Recuerda Burgos aquellas décadas de la recolección de la paja, cuando hasta las huertas llegaban carros de mulas de esos que los Santano o los Núñez usaban para hacer los portes, y los muchachos de las Tenerías, a cambio de algunas piezas de fruta, ayudaban a guardar la paja en esos carros o a pisarla para compactarla y llevarla a los pajares que la familia cacereña de los Periquenes tenían junto al molino de la huerta y en la calle Trujillo.

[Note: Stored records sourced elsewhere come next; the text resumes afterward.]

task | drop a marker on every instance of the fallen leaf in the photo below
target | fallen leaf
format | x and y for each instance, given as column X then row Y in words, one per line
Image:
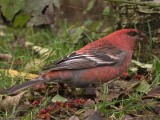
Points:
column 93, row 115
column 14, row 73
column 10, row 102
column 58, row 98
column 73, row 118
column 143, row 87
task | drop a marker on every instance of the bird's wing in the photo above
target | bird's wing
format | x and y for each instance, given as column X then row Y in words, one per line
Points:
column 105, row 56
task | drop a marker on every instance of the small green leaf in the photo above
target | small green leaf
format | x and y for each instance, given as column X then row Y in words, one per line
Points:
column 59, row 98
column 90, row 5
column 106, row 11
column 143, row 87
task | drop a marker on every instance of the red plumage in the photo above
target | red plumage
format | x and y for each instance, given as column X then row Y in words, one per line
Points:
column 95, row 63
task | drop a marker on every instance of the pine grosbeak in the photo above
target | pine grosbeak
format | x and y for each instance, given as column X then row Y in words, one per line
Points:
column 95, row 63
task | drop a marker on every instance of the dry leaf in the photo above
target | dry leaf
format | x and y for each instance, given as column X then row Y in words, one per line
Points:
column 10, row 102
column 14, row 73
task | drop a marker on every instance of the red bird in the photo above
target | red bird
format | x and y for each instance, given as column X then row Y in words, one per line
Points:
column 95, row 63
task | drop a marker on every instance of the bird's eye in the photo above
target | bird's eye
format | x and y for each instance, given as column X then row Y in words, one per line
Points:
column 132, row 33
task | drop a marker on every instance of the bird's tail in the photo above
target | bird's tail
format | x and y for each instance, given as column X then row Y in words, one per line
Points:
column 23, row 86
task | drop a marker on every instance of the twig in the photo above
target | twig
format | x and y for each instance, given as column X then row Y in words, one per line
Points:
column 136, row 3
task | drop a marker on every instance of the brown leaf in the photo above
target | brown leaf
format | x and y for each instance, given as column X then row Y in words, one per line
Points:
column 73, row 118
column 14, row 73
column 93, row 115
column 9, row 102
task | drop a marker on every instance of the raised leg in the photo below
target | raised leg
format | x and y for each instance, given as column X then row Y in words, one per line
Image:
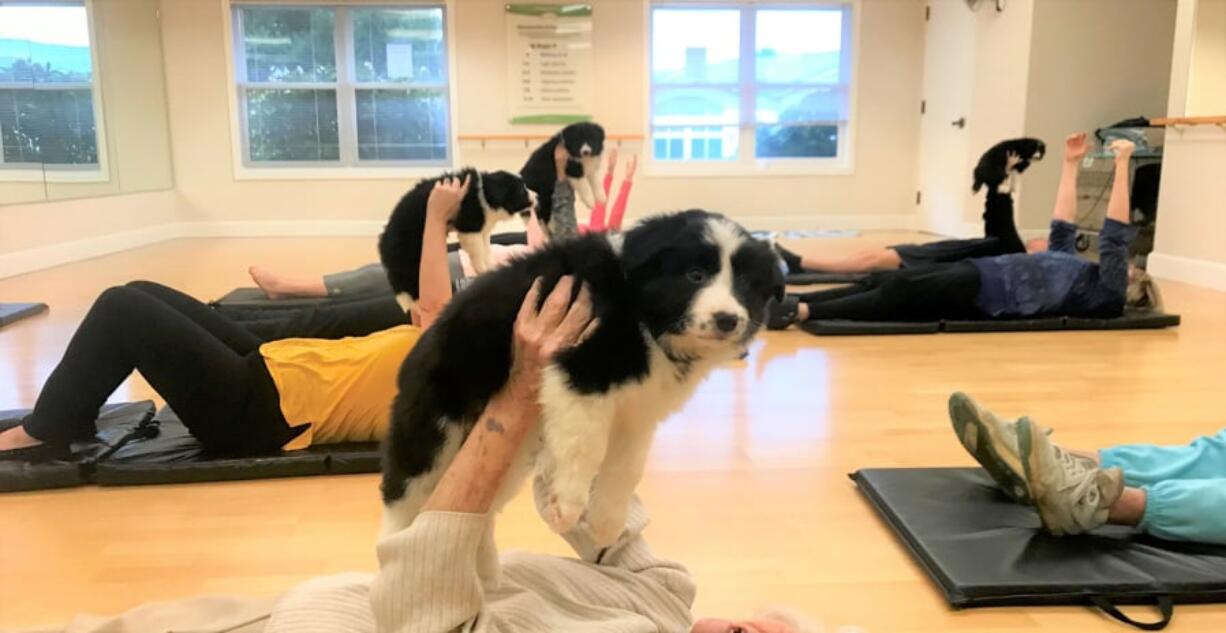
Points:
column 619, row 475
column 576, row 431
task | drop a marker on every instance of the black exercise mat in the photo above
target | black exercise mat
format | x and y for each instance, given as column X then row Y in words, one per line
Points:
column 115, row 422
column 136, row 445
column 809, row 279
column 1130, row 320
column 12, row 313
column 983, row 550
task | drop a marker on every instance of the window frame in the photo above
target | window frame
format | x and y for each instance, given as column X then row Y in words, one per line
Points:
column 747, row 164
column 55, row 173
column 347, row 166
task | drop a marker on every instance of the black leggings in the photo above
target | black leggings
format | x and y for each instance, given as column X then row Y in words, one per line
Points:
column 926, row 293
column 206, row 367
column 330, row 319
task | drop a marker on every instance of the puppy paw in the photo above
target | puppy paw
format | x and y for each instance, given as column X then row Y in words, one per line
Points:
column 563, row 512
column 605, row 529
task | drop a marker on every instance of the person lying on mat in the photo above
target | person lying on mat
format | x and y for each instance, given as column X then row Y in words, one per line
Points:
column 432, row 574
column 999, row 238
column 236, row 393
column 372, row 280
column 1053, row 282
column 1177, row 493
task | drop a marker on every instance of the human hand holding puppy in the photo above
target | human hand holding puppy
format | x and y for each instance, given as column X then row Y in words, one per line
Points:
column 472, row 480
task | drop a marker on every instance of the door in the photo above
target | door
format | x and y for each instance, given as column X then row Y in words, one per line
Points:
column 948, row 77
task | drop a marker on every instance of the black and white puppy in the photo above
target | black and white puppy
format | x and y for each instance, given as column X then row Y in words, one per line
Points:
column 585, row 144
column 676, row 296
column 492, row 196
column 993, row 166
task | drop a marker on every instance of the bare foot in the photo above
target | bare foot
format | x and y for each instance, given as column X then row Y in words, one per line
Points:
column 16, row 438
column 1122, row 147
column 267, row 281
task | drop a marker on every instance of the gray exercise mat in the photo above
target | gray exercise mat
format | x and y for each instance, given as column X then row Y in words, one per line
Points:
column 983, row 550
column 12, row 313
column 1130, row 320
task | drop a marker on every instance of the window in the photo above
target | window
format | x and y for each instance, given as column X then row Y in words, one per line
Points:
column 351, row 85
column 47, row 93
column 744, row 85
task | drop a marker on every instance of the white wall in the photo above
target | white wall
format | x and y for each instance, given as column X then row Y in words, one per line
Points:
column 1091, row 63
column 1002, row 77
column 879, row 193
column 43, row 234
column 1191, row 233
column 38, row 234
column 1206, row 85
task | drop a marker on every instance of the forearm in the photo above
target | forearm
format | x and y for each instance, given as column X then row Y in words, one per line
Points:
column 434, row 275
column 476, row 474
column 1066, row 195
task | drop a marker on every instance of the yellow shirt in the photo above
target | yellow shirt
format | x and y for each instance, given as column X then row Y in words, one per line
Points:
column 343, row 388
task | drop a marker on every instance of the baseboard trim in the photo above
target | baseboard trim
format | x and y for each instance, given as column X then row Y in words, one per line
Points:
column 1194, row 271
column 283, row 228
column 38, row 258
column 30, row 260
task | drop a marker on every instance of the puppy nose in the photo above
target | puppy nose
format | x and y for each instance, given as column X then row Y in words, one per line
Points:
column 726, row 322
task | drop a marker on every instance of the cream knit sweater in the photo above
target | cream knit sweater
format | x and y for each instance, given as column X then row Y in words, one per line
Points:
column 428, row 582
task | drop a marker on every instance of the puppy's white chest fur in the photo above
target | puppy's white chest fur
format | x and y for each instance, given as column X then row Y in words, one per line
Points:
column 595, row 445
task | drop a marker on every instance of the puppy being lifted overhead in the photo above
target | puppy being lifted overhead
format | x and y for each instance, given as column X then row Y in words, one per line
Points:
column 585, row 144
column 491, row 198
column 673, row 297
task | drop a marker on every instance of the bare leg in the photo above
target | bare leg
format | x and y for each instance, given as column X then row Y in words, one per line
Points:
column 1118, row 206
column 1075, row 146
column 862, row 261
column 280, row 286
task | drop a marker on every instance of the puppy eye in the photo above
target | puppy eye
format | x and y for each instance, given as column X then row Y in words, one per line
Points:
column 696, row 275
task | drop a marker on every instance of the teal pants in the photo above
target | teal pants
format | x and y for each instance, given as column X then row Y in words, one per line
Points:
column 1184, row 487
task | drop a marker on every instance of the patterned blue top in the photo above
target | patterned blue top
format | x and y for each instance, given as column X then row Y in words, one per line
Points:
column 1058, row 282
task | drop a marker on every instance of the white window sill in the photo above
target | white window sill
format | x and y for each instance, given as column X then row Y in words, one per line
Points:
column 338, row 173
column 54, row 177
column 738, row 169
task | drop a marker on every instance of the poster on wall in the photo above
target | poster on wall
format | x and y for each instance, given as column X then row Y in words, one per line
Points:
column 549, row 63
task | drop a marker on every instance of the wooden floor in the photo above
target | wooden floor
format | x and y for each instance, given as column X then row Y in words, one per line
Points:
column 747, row 486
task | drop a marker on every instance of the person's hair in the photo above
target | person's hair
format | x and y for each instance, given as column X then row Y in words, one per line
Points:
column 799, row 622
column 1142, row 293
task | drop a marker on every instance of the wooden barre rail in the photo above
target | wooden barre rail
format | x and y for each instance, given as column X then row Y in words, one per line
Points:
column 529, row 138
column 1176, row 122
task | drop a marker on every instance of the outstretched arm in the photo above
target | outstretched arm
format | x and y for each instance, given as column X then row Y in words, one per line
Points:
column 434, row 274
column 1075, row 146
column 623, row 194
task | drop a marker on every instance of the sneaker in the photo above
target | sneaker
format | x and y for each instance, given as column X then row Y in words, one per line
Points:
column 1072, row 493
column 781, row 314
column 992, row 443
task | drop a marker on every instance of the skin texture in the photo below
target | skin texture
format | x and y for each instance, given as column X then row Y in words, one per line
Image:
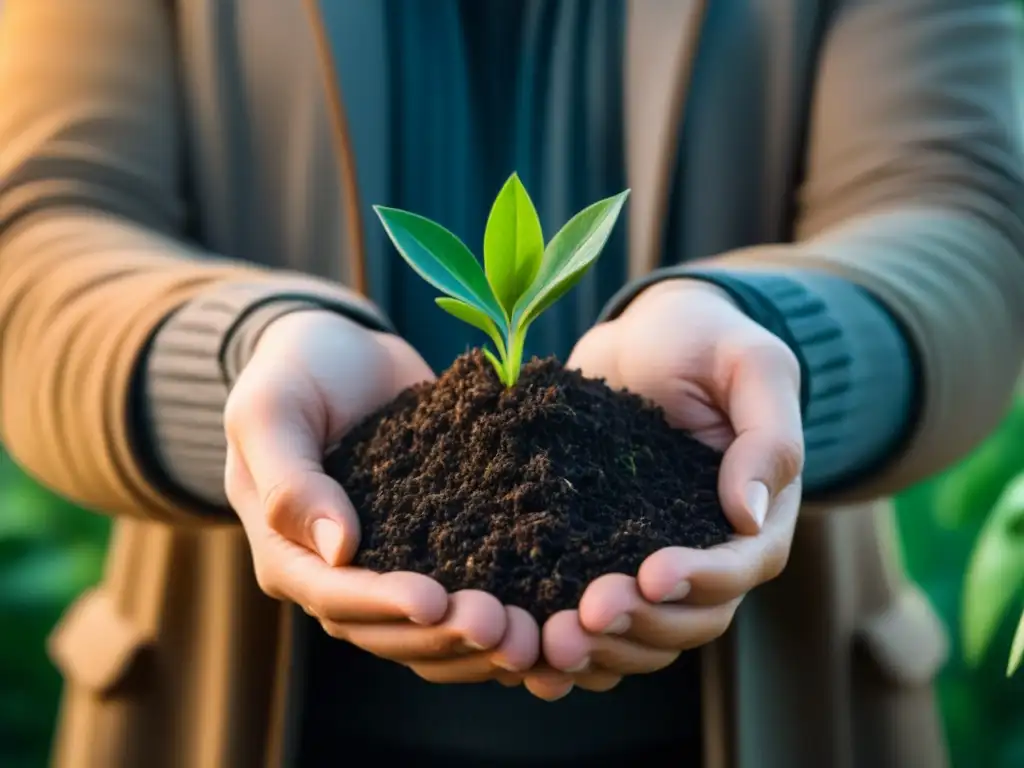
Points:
column 736, row 387
column 314, row 374
column 730, row 382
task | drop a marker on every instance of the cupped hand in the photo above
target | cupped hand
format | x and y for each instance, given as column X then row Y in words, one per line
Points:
column 685, row 345
column 312, row 376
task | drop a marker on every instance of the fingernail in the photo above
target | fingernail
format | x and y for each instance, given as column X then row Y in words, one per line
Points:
column 580, row 667
column 327, row 539
column 619, row 626
column 677, row 593
column 757, row 502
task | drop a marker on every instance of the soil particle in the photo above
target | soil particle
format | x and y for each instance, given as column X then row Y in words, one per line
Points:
column 528, row 494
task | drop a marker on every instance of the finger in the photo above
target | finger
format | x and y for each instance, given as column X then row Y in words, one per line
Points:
column 352, row 595
column 548, row 684
column 568, row 648
column 607, row 604
column 520, row 648
column 517, row 652
column 274, row 430
column 767, row 456
column 475, row 622
column 613, row 605
column 720, row 574
column 595, row 355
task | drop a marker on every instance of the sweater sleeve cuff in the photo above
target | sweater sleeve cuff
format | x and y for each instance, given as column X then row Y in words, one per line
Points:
column 188, row 370
column 858, row 377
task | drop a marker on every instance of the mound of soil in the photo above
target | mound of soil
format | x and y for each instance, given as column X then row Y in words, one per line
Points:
column 528, row 494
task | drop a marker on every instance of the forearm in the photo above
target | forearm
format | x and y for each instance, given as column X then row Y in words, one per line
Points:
column 80, row 292
column 183, row 379
column 857, row 372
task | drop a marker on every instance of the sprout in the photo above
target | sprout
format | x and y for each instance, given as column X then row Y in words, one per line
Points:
column 520, row 276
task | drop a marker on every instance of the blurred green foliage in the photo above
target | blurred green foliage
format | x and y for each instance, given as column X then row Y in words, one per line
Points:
column 964, row 542
column 50, row 551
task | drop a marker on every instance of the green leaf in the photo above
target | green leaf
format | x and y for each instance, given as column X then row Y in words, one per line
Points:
column 1017, row 651
column 567, row 257
column 502, row 375
column 474, row 316
column 441, row 259
column 995, row 571
column 513, row 244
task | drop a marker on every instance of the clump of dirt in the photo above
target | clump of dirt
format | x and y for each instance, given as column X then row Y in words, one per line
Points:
column 529, row 494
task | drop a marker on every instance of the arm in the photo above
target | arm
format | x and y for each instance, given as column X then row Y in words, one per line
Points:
column 92, row 254
column 903, row 295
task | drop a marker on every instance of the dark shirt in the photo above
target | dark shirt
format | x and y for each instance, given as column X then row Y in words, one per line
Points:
column 480, row 89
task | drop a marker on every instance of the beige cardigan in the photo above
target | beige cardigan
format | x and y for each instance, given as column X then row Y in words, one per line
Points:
column 98, row 97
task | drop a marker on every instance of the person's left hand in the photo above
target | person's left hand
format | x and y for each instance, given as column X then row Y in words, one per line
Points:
column 685, row 345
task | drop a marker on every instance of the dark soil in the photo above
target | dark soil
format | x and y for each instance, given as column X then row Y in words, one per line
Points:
column 528, row 494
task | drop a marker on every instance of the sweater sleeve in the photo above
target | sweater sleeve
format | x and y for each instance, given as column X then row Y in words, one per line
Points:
column 93, row 257
column 903, row 292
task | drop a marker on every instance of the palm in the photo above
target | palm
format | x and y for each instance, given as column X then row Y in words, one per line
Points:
column 674, row 378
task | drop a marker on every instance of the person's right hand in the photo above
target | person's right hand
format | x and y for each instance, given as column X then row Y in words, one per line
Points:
column 314, row 375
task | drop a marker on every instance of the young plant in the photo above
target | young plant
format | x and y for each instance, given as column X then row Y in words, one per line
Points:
column 520, row 276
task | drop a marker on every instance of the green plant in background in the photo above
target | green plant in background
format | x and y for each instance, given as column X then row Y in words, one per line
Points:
column 1017, row 651
column 520, row 278
column 50, row 551
column 995, row 572
column 963, row 535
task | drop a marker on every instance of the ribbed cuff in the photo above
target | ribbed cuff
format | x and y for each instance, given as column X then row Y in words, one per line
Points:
column 857, row 374
column 187, row 373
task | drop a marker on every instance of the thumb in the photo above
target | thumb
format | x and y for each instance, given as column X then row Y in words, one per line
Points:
column 284, row 458
column 768, row 452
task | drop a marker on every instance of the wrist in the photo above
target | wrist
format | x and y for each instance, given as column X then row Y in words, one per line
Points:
column 682, row 288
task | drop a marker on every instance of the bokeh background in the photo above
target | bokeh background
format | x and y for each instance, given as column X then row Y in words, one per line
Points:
column 963, row 537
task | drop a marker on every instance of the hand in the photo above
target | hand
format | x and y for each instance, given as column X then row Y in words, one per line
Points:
column 736, row 387
column 313, row 375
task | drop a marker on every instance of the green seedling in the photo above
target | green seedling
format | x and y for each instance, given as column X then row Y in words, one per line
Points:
column 520, row 276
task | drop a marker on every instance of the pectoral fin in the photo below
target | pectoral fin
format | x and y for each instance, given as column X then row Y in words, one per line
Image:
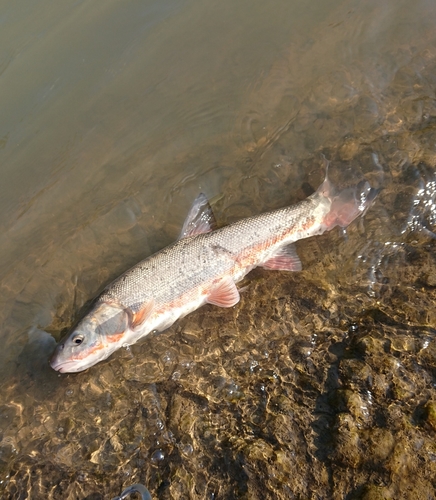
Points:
column 200, row 218
column 285, row 259
column 140, row 317
column 224, row 294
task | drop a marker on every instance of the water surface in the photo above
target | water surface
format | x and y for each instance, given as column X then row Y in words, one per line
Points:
column 319, row 384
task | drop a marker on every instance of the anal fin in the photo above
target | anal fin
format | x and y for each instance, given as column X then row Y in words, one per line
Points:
column 285, row 259
column 225, row 294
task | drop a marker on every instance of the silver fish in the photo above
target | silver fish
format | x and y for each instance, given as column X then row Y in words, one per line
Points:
column 203, row 266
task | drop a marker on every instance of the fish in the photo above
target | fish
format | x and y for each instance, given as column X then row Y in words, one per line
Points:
column 203, row 267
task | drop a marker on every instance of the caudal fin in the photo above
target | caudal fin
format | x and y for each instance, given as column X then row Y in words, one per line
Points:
column 347, row 204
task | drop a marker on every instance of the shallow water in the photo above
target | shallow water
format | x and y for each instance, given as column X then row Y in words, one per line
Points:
column 319, row 384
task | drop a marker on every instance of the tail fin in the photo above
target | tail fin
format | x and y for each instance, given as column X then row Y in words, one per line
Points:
column 347, row 204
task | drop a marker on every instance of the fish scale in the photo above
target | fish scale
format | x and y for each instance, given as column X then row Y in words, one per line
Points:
column 203, row 266
column 197, row 260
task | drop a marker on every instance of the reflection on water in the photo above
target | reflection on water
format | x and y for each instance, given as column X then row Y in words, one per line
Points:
column 319, row 384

En esa época muchos hortelanos disponían de terrenos concedidos por el gobierno en la zona de Cáceres El Viejo, donde cultivaban el trigo y la cebada. En verano, cuando se hacían las eras en San Blas, cada hortelano tenía asignada una parte de esa era, lo que comunmente se denominaba la parva (mies extendida para trillarla). Hasta San Blas llegaban entonces los hortelanos cargados con sus haces a lomos de sus bestias y sus carros, en una estampa castiza donde las haya: la de la trilla, mientras los muchachos de todos los barrios de Cáceres corrían con alboroto para subir a bordo de los trillos cual viaje único e irrepetible.

En torno a la huerta de los Periquenes había una gran vida. En sus aledaños estaba la fábrica de curtidos, que era propiedad de Vicente y de los Civantos. En Vespas con remolque llegaban a esa fábrica montones de pieles del matadero que estaba en San Blas. Era una fábrica grande, que daba por una parte a las Tenerías Bajas sobre la Ribera, y por la otra a las Tenerías Altas, que ahora aquello se llama Ribera de Curtidores. Desde la fábrica se mandaban las pieles a toda la zona de Elche, y era frecuente que las madres llevaran allí las pieles de los borregos, que luego se ponían sobre las camas.

Los niños que vivieron el esplendor de la Ribera reclaman acabar con su decadencia mientras las últimas lluvias siguen regalando estampas de cascadas que parecieran el Jerte o La Vera; pero no, las tenemos aquí al lado, en la bella Cáceres.